Build with AI Flow
Use this run sheet while you teach. It keeps everyone in the same Cursor-guided loop: plan, prompt, implement, verify.
Quick Run Sheet
- Frame the task — Re-state the user story or bug in one sentence.
- Prep Cursor — Open the repo, highlight key files, feed the goal + constraints.
- Generate plan — Ask for a minimal change list; confirm or trim.
- Apply changes — Let Cursor write files, review diff together, iterate fast.

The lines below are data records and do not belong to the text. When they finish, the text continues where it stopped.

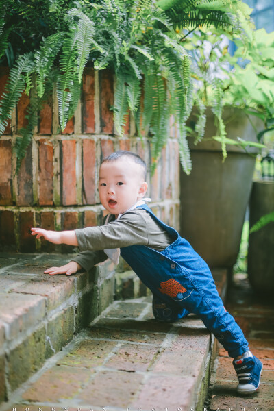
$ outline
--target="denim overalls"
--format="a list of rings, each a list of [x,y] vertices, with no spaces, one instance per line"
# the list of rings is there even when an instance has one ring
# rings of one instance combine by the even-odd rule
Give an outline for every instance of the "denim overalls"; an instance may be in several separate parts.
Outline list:
[[[176,320],[192,312],[203,322],[231,357],[248,350],[243,333],[223,306],[210,269],[186,240],[146,210],[173,237],[174,242],[161,252],[145,245],[122,247],[121,254],[142,282],[152,291],[157,303],[167,308],[166,319]],[[165,304],[164,304],[165,303]],[[164,320],[162,314],[159,319]]]

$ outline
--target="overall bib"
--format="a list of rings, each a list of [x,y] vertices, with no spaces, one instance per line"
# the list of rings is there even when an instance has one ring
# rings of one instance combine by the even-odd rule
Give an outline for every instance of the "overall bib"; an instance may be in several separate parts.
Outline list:
[[[241,356],[248,350],[248,342],[225,309],[207,264],[186,240],[159,220],[147,205],[138,208],[149,212],[174,238],[161,252],[138,245],[121,249],[122,257],[152,291],[154,307],[162,302],[169,320],[195,314],[231,357]],[[157,318],[157,308],[153,311]]]

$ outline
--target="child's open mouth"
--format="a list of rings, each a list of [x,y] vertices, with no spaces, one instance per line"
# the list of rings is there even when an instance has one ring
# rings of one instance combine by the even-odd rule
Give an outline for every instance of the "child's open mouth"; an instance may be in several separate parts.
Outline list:
[[[108,204],[110,206],[110,207],[113,207],[114,206],[115,206],[116,204],[117,204],[117,201],[115,201],[115,200],[108,200]]]

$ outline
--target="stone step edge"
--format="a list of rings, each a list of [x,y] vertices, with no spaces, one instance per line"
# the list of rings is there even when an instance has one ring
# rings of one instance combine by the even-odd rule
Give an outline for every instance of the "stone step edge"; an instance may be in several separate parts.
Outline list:
[[[44,274],[49,261],[70,259],[0,253],[0,404],[114,301],[109,261],[71,277]]]

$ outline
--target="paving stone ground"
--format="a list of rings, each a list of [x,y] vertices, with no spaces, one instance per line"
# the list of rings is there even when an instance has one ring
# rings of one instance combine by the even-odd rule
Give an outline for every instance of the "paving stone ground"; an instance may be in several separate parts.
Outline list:
[[[251,351],[263,363],[258,391],[242,397],[235,394],[232,360],[219,346],[210,386],[209,411],[274,411],[274,300],[260,296],[247,276],[234,275],[226,303],[249,342]]]
[[[160,323],[150,297],[117,301],[0,410],[188,411],[202,389],[211,345],[194,315]]]

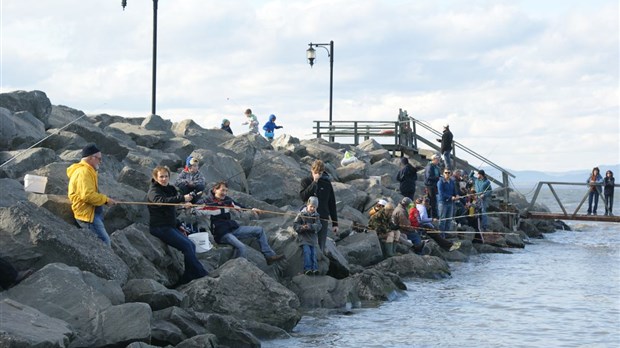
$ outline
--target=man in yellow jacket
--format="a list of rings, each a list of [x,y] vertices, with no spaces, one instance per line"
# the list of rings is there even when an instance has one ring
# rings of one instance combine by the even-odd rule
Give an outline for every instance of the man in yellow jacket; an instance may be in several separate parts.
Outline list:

- Verify — Run local command or deployment check; log issues in Troubleshooting & Logs.
Repeat until the user story is complete and merged.
1. Kickoff & Planning
- Pull from
main
and run the project. Confirm everyone is on the same commit. - Review the worksheet outputs from Planning & Development to anchor scope.
- In Cursor chat paste the current objective and any guardrails (tech stack, UX must-haves, data constraints).
Prompt starter
We are continuing the Team Lunch Coordinator app. Current status: [brief summary].
Objective: [single user story].
Constraints: [bullets].
Return: a short implementation plan with files to touch, pre-checks, and verifications.
2. Structure the Work
- Use the AI plan as a checklist; keep only the steps you truly need.
- Assign owners: one person drives Cursor, one observes/testing, others check docs or schema.
- Capture new tasks or risks in the worksheet backlog so nothing is forgotten.
Checkpoint: Plan fits on one screen, every step maps to a repo change or validation.
3. Pair with Cursor
- For UI or schema updates, highlight relevant files before prompting to give Cursor context.
- Keep prompts tight: what changed, what to create, expected output format.
- Let Cursor write, then immediately scan the diff for misalignments. Reject and re-prompt quickly if it strays.
When Cursor guesses wrong
- Explain the mismatch (“We need Supabase Row Level Security, not fake auth.”).
- Paste the correct snippet or docs link.
- Re-run with the clarified constraint.
4. Test & Iterate
- After each meaningful change, run the smallest verification possible:
npm run dev
orvercel dev
for frontendsupabase db diff
/db push
for schema- Unit or integration tests if available
- Note any failing command, then jump to the matching section in Troubleshooting & Logs.
- Capture resolved issues in the lesson debrief so students build a troubleshooting habit.
5. Merge & Deploy
- Once the story works locally, create a focused commit (
git commit -m "feat: add RSVP form validation"
). - Push and open a pull request; review line-by-line with the group.
- Merge to
main
when approved. Let Vercel auto-deploy or runvercel --prod
. - Celebrate the win, then queue the next objective.
Sample Prompts Library
Generate Supabase migration
You are designing a PostgreSQL migration for Supabase.
Task: add a `restaurant_preferences` table tied to `events`.
Include indexes for lookups by `event_id`, set defaults, and enable RLS (policies later).
Return only SQL.
Cursor UI change
We added Supabase restaurant preferences. Update `components/RestaurantForm.tsx`
to display existing preferences and add a toggle for `requires_accessibility`.
Keep styling consistent with Tailwind classes already in the file.
Keep adding winning prompts here so each cohort benefits from the last.
Timeboxing Tips
- 15 minutes — Plan + prep prompts.
- 25 minutes — Implement with Cursor.
- 10 minutes — Verify, document, push.
- Adjust the timer but keep the rhythm; flow comes from short feedback loops.
Stay in the loop: plan with intention, prompt with clarity, verify relentlessly. Cursor becomes the accelerator, not the driver.